The winner-take-all rule encourages campaigns to focus on closely divided battleground states, where a swing of even a few hundred votes can move a huge bloc of electors — creating presidents out of popular-vote losers, like George W. Bush and Donald Trump. This violates the central democratic (or, if you prefer, republican) premises of political equality and majority rule.

What most people don’t realize is that the winner-take-all rule exists nowhere in the Constitution. It’s a pure creation of the states. They can award their electors by congressional district, as Maine and Nebraska do, or in proportion to the state’s popular vote, as several states have considered.

Or, of course, states could award their electoral votes to whoever wins the national popular vote, which would be the result of enough states signing on to the National Vote Compact.

If the Compact cannot reach its target of signatory states having a total of 270 Electoral Votes, my own preference would be a proportionate allocation.
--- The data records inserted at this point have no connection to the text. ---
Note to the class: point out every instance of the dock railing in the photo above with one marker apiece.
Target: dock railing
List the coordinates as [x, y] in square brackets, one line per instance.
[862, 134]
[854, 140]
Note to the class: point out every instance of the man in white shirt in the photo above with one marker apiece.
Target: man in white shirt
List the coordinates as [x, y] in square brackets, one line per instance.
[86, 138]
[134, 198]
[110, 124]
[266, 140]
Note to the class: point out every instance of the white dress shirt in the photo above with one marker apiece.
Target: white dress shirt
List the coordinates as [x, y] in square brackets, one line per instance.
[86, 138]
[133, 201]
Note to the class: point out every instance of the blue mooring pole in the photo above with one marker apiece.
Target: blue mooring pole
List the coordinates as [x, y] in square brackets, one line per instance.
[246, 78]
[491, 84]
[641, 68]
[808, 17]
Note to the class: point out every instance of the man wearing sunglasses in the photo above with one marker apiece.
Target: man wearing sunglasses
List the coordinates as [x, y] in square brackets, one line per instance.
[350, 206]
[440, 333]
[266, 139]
If 60% of the votes are cast for candidate A, candidate A gets 60% of the state’s electoral votes–not 100%. People in the political minority in a state would suddenly have an incentive to vote–an incentive that doesn’t exist now. A presidential vote by a Democrat in Indiana or a Republican in California simply doesn’t count.

Allocating votes by Congressional District risks replicating the major flaw of today’s Electoral College–awarding disproportionate weight to less-populated rural areas. (Thanks to population shifts since the Constitution was ratified, today’s Electoral College effectively makes every rural vote worth one and a third of every urban vote.)

The problem is, to work properly, all states would have to make the change to proportional allocation–and that won’t happen. So we’re stuck.

Until we figure a way to get rid of the Electoral College, we will continue to have Presidents elected by–and answerable to–a minority of the voters. I don’t know what you call that, but it isn’t democracy.